Prospective newcomers and international students can likely expect more delays and frustrations as Canada’s immigration backlog grows to nearly two million.
According to CIC News’ newly acquired data from the Immigration, Refugees and Citizenship Canada (IRCC), the backlog in immigration applications has been steadily increasing in the last few months, up from 1,813,144 persons in mid-December to 1,844,424 in mid-March 2022. The numbers include pools of applicants vying for citizenship, permanent residency, study permits, temporary work visas, and visitor visas.
Despite the massive backlog, IRCC has reportedly made significant progress in the Express Entry category, an economic class immigration pathway to Canada, which has decreased by nearly 24,000 applications since December. The past two weeks have seen more Federal Skilled Worker Program (FWSP) applications processed than a seven-month period in 2021, while the Canadian Experience Class (CEC) only has 10,400 persons left to be processed, CIC News reports.
The new report on Canada’s immigration application numbers shows an increase in temporary resident applications as well. Between Feb. 1, 2022 to Mar. 17, 2022, work permit applications went up by nearly 15,000, while study permit extensions increased by 4,054 during the same period.
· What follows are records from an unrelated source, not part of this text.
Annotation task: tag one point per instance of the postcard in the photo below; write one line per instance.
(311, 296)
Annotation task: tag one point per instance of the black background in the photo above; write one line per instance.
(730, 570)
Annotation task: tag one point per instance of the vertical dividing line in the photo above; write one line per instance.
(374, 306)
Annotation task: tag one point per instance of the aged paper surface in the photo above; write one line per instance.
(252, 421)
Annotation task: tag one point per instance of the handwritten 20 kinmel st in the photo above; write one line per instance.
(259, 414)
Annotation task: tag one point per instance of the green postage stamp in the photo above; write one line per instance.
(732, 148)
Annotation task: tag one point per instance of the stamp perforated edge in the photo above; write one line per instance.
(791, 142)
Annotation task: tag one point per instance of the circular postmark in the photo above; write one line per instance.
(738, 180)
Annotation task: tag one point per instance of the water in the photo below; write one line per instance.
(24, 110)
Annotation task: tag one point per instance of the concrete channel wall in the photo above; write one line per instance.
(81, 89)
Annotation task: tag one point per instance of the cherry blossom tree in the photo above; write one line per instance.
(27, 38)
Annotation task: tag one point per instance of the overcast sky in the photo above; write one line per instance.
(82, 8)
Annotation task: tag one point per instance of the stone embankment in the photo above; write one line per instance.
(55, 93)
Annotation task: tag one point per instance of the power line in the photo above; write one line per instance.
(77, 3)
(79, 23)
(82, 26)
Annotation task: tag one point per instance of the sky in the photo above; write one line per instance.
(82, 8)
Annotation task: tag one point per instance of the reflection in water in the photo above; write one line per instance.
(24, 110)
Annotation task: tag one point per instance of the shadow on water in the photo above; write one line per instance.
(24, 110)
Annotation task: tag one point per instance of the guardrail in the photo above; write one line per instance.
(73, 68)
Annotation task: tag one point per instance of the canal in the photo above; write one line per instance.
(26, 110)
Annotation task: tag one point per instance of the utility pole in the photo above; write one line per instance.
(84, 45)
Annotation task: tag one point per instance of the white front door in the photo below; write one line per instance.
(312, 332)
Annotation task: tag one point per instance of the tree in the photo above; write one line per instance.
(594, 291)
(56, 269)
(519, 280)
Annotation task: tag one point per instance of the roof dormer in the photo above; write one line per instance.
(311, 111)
Last month, the government unveiled the Immigration Levels Plan 2022-2024, a new strategy to boost the number of newcomers into Canada over the next few years. The government is already looking at admitting 431,645 permanent residents this year, while 447,055 and 451,100 newcomers aimed in 2023 and 2024 respectively.
In the official announcement, Canada’s immigration minister Sean Fraser said the plan was aimed at attracting skilled workers that would bolster Canada’s economy and address its labour shortage, in addition to reuniting families and resettling the world’s most vulnerable groups through refugee resettlement.
Canada’s immigration backlog: What are the outcomes for int’l students?
Fraser said he has his “full attention” devoted to addressing Canada’s immigration backlogs and creating a more “nimble” system, reported the Toronto Star. Despite the reassurance, international students in work-experience based co-op programmes have reported frustrating delays in processing times and lack of clear communication from the IRCC, according The PIE News. Students in British Columbia’s Simon Fraser University were forewarned of processing times of up to 18.5 weeks for their placements.
International students are largely drawn to Canada for its post-graduation work permit (PGWP), a one-time temporary work permit that allows graduates to work up to three years in the country after completing their studies.
A report published by Statistics Canada on Jan. 18, 2022 indicates promising outcomes for international students: more graduates are getting PGWPs, while the median annual salary for PGWP holders has increased by 12,300 Canadian dollars from 2008 to 2018. The report suggests an encouraging trend in transition rates to PR status due to graduates’ cumulative work and study experience in the country. A separate study also reported that three in 10 overseas students who first entered Canada after 2000 attained a permanent residency status within a decade after their study permit was first issued.
— Study International (@Study_INTNL) February 14, 2022
Indian nationals account for the highest number of PGWP holders within the decade studied, up from 10% in 2008 to 46% by 2018, while the opposite was observed in students from China, plunging from 41% to just 20%. The annual median earnings also differed significantly based on industries, gender, and age.
The current bottleneck pace in processing Canada’s immigration applications won’t affect the odds of obtaining a study permit, but it could cause a hiccup for PGWP applicants. Those with PGWPs that are expiring soon could potentially lose their right to work in Canada and face the prospect of going home unless they acquire a new work permit in time or successfully achieve PR status.